Excessive governmental spending


  • Wastage in governmental budgets and appropriations
  • Waste of public funds
  • Extravagant waste of resources by government agents
  • Bureaucratic waste
  • Wastage of resources by government agencies

Nature

A recent report of the Organization for Economic Co-operation and Development (OECD) indicates that between 1960 and 1982, average government expenditure in relation to national income rose by more than 20 percentage points to 47%, representing an average annual increase of 2.75%. This is associated with a growing tendency to make transfer payments (benefits and interest payments) as opposed to providing goods and services; the former now account for over 50% of all public spending. At the same time, prices in the public sector increased more rapidly than in the private sector, although this tendency is starting to decrease.

There is little supervision of how the budget money has been spent by the several governmental agencies, because everybody is more interested in getting money than managing it afterwards. Agencies may have different accounting systems, no legislation or common rules to follow, no annual reports and many are just impossible to audit.

Incidence

Brazil spends around 25% of gross domestic product on social programmes for health, education and nutrition. The result, however, places Brazil among the world's most backward nations. This is because spending is targeted away from the poorest sectors of society, allowing malnutrition, infant mortality and illiteracy to grow even as wealthier children improve their standard of living. Access to social benefits is not a right, but rather a favour provided by influential politicians or bureaucrats, making social expenditure priorities very difficult to change.

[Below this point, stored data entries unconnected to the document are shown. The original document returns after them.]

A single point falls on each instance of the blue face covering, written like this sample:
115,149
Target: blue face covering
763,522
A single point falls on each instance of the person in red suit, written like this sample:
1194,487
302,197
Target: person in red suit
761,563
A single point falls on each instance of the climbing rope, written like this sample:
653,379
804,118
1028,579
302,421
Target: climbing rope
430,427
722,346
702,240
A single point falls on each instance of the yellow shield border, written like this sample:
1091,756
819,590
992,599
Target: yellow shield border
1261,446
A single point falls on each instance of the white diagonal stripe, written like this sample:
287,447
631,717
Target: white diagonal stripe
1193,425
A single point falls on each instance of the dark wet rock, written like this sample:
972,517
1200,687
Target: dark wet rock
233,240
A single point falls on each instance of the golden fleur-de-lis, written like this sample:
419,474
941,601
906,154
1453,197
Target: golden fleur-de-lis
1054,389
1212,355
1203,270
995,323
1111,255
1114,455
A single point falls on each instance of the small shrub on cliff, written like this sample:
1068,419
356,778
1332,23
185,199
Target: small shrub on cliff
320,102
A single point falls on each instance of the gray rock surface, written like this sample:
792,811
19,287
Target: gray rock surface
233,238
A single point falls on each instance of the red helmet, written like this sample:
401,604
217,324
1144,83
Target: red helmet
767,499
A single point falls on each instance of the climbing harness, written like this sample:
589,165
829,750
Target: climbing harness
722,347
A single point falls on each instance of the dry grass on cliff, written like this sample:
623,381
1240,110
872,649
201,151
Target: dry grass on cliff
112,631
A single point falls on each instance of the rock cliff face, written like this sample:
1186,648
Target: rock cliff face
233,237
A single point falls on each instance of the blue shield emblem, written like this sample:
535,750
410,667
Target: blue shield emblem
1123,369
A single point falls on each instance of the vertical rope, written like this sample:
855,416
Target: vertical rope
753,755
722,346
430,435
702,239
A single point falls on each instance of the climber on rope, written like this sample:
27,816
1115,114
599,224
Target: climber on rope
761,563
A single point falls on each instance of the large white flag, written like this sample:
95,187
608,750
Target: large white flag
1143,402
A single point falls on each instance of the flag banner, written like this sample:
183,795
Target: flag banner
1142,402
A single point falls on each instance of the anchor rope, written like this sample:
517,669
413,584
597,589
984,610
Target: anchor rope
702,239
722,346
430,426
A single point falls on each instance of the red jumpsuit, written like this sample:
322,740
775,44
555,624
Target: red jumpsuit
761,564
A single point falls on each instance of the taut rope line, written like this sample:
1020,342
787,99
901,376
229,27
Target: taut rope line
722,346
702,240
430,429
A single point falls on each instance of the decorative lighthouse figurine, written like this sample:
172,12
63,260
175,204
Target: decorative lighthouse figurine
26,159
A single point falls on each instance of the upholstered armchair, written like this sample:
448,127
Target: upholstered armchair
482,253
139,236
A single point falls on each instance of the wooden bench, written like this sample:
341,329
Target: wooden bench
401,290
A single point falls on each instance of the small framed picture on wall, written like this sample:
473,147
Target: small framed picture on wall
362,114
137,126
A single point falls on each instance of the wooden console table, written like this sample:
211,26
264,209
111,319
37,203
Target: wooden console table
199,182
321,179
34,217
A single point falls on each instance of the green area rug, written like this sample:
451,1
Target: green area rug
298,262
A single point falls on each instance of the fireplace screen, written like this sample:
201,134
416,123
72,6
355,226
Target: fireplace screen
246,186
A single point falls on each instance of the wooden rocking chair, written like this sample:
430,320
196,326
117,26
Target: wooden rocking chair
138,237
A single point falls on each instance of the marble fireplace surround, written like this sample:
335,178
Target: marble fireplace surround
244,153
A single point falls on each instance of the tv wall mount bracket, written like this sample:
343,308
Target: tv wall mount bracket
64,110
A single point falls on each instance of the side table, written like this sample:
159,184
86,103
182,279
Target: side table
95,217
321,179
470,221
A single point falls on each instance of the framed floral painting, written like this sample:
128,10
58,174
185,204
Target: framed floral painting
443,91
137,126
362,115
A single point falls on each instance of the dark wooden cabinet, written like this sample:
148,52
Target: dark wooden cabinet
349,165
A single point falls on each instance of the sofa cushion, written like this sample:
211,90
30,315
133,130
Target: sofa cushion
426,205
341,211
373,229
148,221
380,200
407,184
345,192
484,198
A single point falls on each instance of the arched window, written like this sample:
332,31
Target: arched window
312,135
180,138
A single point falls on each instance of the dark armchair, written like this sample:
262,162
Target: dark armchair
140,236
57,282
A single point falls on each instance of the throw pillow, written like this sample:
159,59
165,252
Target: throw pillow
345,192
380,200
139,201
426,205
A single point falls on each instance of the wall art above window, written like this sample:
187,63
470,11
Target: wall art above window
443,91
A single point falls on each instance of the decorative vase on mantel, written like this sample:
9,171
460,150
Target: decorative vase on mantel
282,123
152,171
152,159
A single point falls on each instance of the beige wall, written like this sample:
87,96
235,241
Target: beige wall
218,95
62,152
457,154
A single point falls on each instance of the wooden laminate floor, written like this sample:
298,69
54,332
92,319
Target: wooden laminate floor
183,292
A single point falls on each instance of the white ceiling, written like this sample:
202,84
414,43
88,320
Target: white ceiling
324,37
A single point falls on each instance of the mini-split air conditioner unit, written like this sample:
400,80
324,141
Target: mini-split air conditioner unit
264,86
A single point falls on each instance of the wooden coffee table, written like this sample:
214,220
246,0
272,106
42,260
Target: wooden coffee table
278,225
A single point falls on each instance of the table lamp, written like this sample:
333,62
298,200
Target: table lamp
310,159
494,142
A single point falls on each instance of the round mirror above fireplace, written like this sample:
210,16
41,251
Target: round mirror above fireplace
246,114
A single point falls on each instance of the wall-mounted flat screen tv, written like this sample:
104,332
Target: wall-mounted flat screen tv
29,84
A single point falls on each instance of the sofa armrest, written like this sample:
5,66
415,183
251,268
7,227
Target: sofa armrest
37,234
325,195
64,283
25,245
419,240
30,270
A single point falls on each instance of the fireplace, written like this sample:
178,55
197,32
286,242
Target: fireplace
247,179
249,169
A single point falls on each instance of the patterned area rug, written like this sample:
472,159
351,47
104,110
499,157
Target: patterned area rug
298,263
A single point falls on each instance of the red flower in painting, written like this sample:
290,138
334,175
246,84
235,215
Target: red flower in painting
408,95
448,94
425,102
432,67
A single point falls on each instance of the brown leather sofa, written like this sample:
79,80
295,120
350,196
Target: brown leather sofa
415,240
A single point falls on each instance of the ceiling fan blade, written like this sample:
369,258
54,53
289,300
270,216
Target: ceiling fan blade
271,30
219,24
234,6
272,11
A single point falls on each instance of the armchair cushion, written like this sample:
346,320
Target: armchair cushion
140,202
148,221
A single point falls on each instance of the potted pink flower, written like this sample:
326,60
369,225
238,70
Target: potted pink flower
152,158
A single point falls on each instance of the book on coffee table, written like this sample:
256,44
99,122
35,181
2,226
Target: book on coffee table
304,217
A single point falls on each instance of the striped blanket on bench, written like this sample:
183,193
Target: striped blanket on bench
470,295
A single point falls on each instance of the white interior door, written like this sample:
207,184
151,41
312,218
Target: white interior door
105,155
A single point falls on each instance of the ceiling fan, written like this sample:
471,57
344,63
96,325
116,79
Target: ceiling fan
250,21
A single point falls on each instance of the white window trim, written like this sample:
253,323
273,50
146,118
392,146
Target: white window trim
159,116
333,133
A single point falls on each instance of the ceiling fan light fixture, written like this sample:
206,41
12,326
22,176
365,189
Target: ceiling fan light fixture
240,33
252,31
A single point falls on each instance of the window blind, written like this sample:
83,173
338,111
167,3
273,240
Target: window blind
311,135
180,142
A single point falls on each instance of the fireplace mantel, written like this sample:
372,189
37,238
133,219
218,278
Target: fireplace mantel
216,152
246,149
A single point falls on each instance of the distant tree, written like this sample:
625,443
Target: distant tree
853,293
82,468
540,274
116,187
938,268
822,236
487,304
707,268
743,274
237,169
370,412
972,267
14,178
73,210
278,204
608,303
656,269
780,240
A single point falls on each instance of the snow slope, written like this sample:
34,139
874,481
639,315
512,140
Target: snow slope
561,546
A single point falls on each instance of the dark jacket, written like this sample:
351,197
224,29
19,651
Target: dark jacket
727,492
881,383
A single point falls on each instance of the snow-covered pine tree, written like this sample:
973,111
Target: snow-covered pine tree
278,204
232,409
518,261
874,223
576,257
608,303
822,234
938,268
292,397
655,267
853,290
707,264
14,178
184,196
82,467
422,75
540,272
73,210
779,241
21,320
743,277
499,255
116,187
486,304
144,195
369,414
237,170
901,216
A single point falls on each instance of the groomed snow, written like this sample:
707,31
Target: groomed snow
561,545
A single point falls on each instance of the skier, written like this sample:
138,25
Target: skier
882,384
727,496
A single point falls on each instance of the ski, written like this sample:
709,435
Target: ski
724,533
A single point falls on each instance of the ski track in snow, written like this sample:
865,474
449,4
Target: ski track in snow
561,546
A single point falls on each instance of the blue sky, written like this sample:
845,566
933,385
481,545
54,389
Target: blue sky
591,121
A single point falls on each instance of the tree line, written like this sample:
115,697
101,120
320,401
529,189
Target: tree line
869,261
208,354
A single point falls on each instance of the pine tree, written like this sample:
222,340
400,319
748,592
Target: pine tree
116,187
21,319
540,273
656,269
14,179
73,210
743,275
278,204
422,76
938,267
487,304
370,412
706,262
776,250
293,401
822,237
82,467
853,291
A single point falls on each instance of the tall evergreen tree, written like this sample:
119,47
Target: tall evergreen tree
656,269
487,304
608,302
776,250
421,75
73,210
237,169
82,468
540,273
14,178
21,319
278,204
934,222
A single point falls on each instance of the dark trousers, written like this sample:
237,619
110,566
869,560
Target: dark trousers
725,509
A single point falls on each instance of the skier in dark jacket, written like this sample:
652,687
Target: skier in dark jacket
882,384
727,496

In the UK in 1994 for the first time a parliamentary committee consolidated 17 separate reports on public expenditure, cataloguing mismanagement, incompetence, waste and fraud, and noting 26 different scandals involving millions of pounds. These ranged from unnecessary first class travel and free house deals to massive waste under such headings as "doubtful and incorrect payments to training providers". The report indicated that it had noted a number of serious failures in administration, financial systems and controls within government departments and other public bodies which had led to money being wasted or otherwise improperly spent.

Nearly one-third of the $200 million spent by the government of the USA from 1988 to 1991, to clean up the worst toxic waste sites in the United States, was spent not to clean up anything, but to pay the administrative expenses of private contractors. The Environmental Protection Agency, which ran the cleanup programme, explained the money was gone to "programme management" - a loosely defined category of overhead covering everything from fringe benefits to office rents, business cards and parking fees of the engineering firms hired to carry out the work.

In 1992, 15% of Russia was unsafe for human habitation due to effects of toxic waste dumping. Britain, for comparison, had 0.002 per cent land area classed as contaminated.

Claim

  1. Public expenditure is invariably wasteful as it lacks the discipline imposed by the market on the private sector. A particular problem are the increases in public sector borrowing, the consequent interest payments causing further spiralling of government costs, and in taxation.

Counter claim

  1. Many of the increases in public spending are related to the oil crisis of the 1970s and the reduction in economic growth, with the consequent burden of payments to the unemployed and increased costs in services. There is evidence to suggest that welfare payments do not, in fact, give rise to any significant tendency to cheat or abuse the system, nor to stay out of work longer than necessary. Privatization of services and the free play of market forces would bring little if any improvement in costs.